There wasn’t much noise around Patterson in fantasy circles after the Falcons signed him to a 1 year, $3 million contract last spring. After all, he was nothing more than a weak handcuff for David Montgomery in Chicago a year prior. Atlanta’s other free agent signing at running back, Mike Davis, was generating the hype, so much so that Davis was being taken with an ADP in the fourth round. Meanwhile, CP84 was going undrafted in many fantasy leagues leading up to the start of the season.

It was clear from the start, however, that Arthur Smith had a plan for Patterson as more than just a return specialist. While Davis dominated the touches in Week 1, and had more touches than Patterson in each of the first four games, Patterson was much more efficient with his opportunities and established himself as the secret weapon of the offense right from the get go. Week 2 against Tampa was his breakout, where he generated 69 yards from scrimmage and scored two touchdowns.

Patterson, who was a waiver wire pickup in most leagues after that Week 2 performance, finished as the overall RB9 in PPR leagues and the overall RB12 in standard scoring leagues, both of which were good to group him in the elite category of RB1. He had a career high 11 touchdowns and 1,166 yards from scrimmage.

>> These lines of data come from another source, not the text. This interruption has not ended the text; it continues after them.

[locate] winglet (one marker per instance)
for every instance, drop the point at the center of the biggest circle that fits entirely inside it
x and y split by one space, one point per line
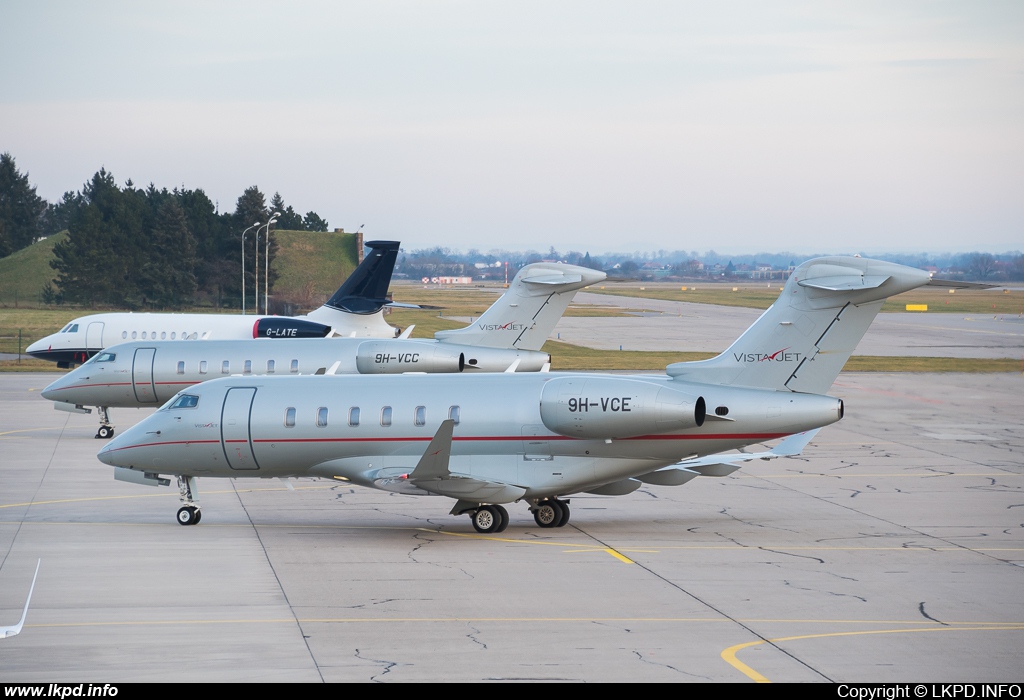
16 629
366 289
433 464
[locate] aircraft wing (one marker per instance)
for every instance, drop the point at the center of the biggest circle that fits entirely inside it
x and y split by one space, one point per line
957 285
724 465
431 474
16 628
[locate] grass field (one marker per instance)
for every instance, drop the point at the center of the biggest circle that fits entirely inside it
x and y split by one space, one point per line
937 299
471 303
23 274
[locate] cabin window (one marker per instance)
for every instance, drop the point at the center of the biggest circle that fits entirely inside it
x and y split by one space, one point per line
185 401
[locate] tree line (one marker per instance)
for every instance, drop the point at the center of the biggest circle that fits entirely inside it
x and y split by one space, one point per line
143 248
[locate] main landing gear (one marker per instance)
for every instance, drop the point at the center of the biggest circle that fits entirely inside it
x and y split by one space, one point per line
105 431
488 519
189 513
551 513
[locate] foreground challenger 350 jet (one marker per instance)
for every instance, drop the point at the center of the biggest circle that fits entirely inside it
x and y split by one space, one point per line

Patterson helped many fantasy managers make it to the fantasy playoffs, but unfortunately he didn’t help anybody win their fantasy championship, as his numbers tapered off drastically in Weeks 15-17 (the fantasy playoffs for most leagues). After averaging 21.39 fantasy points per game in PPR leagues through Week 14, he averaged just 6.6 PPR points per game during the playoffs. He had just 2.2 points in Week 18, for leagues which held their finals then.

Despite the struggles down the stretch, Patterson scored the most fantasy points by a Falcons running back in a season since Devonta Freeman in 2016.

Season Dud - Calvin Ridley

Stat Line - 31 catches, 281 receiving yards, 2 receiving touchdowns: 40.1 standard league points; 71.1 PPR points

While Patterson was completely overlooked in Atlanta’s offense heading into the season, the opposite was true of Calvin Ridley, who was being projected as a surefire WR1 in all scoring formats following a 2020 campaign where he was the overall WR4 in standard scoring leagues and overall WR5 in PPR leagues. With Julio Jones leaving town, Ridley was expected to have his best statistical season yet and was being taken with a firm second round ADP in fantasy leagues as a result.

Unfortunately, things didn’t turn out quite as everyone had hoped. Ridley played in only five games all season — Weeks 1-4 and then in Week 7 — and didn’t have a single WR1 finish in any of those games (defined as being one of the 12 highest scoring players at the position). He had just one WR2 finish. Even if you were to have stretched Ridley’s game-by-game pace across the entire season, it still would have been a disappointing campaign relative to where he was drafted in leagues. When you take into consideration that he missed the rest of the season after Week 7, it was a catastrophe for anyone who took him early.

I’m not here to comment on Ridley’s decision to focus on his mental health and take time away from football after Week 7. I’m here only to relay the statistical information from a fantasy football perspective, as this article series has always done. Ridley just wasn’t available for fantasy teams this season.

Calvin Ridley was taken on average as one of the first five wide receivers off the board in drafts this past season, and he finished as the overall WR102 in PPR leagues and overall WR107 in standard scoring leagues. Statistically, this was the easiest “fantasy dud” decision I’ve ever had to make in four years of writing of this column.